Aquent
- Type: Private
- Industry: Professional services
- Founded: 1986
- Headquarters: Boston
- Area served: Worldwide
- Key people: John Chuang (co-founder and CEO)
- Services: Employment agencies
- Operating income: $500 million (2006)
- Number of employees: 10,000
- Website: aquent.com

= Aquent =

Consulting firm

Aquent is a staffing company specializing in placing temporary employees in marketing and creative industries. According to Staffing Industry Analysts, it is among the "largest marketing/creative staffing firms in the United States". Aquent also operates internationally with offices in Japan, Canada, Australia, France, UK, and the Netherlands.

==History==
Harvard College students John Chuang, Mia Wenjen and Steve Kapner in 1986 founded a typesetting business called Laser Designs from their Harvard dorm. The business grew and they added temporary staffing related to Mac training as an offering and called it MacTemps. MacTemps grew, adding non-Mac as well as permanent placements. With MacTemps no longer reflecting the business, they changed their name to Aquent, intended to mean "not a follower" in Latin.

The company has grown substantially and entered into new business areas through acquisitions.

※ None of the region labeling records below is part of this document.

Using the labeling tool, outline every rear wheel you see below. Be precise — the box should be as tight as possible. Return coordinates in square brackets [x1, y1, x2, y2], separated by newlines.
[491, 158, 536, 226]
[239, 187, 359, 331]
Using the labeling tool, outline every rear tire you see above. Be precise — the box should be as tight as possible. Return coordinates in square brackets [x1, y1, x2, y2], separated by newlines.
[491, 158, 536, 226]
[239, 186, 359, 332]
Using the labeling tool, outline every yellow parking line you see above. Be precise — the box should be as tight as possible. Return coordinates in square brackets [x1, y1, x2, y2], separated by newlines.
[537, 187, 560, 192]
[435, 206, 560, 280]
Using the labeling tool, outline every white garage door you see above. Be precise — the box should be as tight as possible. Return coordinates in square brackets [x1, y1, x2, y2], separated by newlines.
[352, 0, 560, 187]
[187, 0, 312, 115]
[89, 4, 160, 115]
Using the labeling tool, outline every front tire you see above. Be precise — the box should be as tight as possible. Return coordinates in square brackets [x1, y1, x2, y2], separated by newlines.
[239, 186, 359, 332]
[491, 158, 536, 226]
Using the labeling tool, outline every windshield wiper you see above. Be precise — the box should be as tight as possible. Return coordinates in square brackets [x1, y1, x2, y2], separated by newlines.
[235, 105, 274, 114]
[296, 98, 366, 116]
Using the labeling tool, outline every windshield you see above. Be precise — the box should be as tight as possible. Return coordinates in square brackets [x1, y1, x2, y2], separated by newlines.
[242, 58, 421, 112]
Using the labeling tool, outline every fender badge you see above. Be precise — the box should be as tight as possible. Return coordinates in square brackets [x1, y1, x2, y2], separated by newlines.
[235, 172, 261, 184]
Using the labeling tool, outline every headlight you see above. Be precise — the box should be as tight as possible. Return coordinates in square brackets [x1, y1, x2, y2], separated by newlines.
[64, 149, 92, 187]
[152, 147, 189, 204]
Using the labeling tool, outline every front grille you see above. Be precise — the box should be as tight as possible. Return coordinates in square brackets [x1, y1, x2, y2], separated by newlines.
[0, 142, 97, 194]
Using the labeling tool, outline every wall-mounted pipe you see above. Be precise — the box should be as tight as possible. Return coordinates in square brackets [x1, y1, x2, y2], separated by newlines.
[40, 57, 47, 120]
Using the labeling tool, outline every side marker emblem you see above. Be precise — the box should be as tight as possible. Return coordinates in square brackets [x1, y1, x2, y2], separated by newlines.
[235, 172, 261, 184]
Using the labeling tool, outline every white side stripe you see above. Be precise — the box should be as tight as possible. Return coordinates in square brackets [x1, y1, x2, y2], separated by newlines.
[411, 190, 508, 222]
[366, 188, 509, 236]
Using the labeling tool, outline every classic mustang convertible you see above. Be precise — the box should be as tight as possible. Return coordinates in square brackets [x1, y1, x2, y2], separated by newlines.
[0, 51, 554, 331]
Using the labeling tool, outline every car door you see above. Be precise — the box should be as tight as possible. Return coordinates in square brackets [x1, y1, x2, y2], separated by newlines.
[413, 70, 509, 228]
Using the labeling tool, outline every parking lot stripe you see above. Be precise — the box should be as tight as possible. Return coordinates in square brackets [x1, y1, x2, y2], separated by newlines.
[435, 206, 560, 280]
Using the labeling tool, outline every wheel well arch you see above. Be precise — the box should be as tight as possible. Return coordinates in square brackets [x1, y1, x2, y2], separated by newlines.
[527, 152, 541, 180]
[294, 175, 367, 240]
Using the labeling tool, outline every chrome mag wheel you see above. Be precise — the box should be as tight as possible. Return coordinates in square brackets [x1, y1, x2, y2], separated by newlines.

The company saw a drop in revenue in 2001 in the aftermath of the dot-com bubble with revenue dropping in 2001 compared to 2000. To counter the drop off in business, Aquent purchased Renaissance Worldwide Inc., an IT consultancy and staffing firm, for $106 million. Aquent at that time had been known for offering staffing of print and web designers. The deal allowed Aquent to also offer back end support staffers, which was considered by the company to complement well as a package solution. The acquisition of Renaissance also included a municipal and state government IT consulting subsidiary, which as initially planned was sold months later in 2002 to EOne Global for $45 million.

In 2003, Aquent Studios was launched as a marketing division within Aquent that provides companies with an on/off site studio, which produces creative and marketing content. Aquent Studios also operates internationally.

In 2003 the company made a hostile takeover offer for Computer Horizons Corporation, a computer network services company with a staffing business segment. Aquent through its investment banker Robert W. Baird & Co. had initially approached Computer Horizon's management on April 3, 2003 with an invitation to have dinner, which was rejected by Bill Murphy, the president and CEO of Computer Horizons. Aquent then proceeded to launch a cash tender offer on April 14, 2003 that valued Computer Horizons at $154 million. This proposal was opposed by management and in May the offer was rejected.

Aquent acquired Corporate Project Resources Inc. (CPRi), a staffing agency for marketing jobs, in 2005 for $25 million and renamed it Aquent Marketing Staffing while keeping its operations in Chicago.

In 2006, Aquent acquired Seattle-based Sakson & Taylor, a content design and development consulting and staffing firm with a significant presence at Microsoft, along with offices in several cities. The Sakson & Taylor brand (with "an Aquent company" appended) was retained for some years, but is no longer used. The former Sakson & Taylor headquarters are now Aquent's Seattle offices.

== New Divisions ==
In 2011, Aquent launched a new division, Vitamin T, which focuses on placing "digital creatives" with marketing departments and advertising agencies for contract assignments.

In 2012, Aquent launched Gymnasium offering free online courses for creative talent.

In November 2022, Aquent announced that its talent and recruiting business and its Vitamin T brand will together become Aquent Talent.

==Company Structure==
In November 2022, Aquent announced a restructuring. The restructuring positions Aquent LLC as the parent brand of these global work solutions products:
- Aquent Talent
- Aquent Studios
- Aquent Robohead
- Aquent Scout
- Aquent Employer of Record
- Aquent Gymnasium

== Sustainability ==
Aquent announced a goal to erase its entire carbon footprint of 35 years. From 2019 to 2021 the company reported a 90% reduction of its carbon footprint.

== Diversity+ ==
Aquent launched a diversity recruiting solution for hiring managers called Diversity+. This solution provides diversity recruiting strategies to clients.

== Publications ==
Aquent releases a yearly Salary Guide for marketing, creative, and design talent. The 2023 Salary Guide revealed that despite inflation peaking at 9.1% in 2022, salaries across these positions increased by just 1.1%, and gender and ethnicity wage disparities are still prevalent.

== Recognition ==
- Aquent ranks as one of the top firms on the Best Temp Staffing Firms list and Best Professional Recruiting Firms list.
- Aquent CEO, John Chuang, named to SIA’s 2022 staffing 100 for North America.
- PRO Unlimited is a global innovator of contingent workforce management software and services. When it announced its Global Supplier Awards for Service, Aquent was singled out as the sole Platinum winner.
- Aquent received recognition for offering health insurance to part-time workers.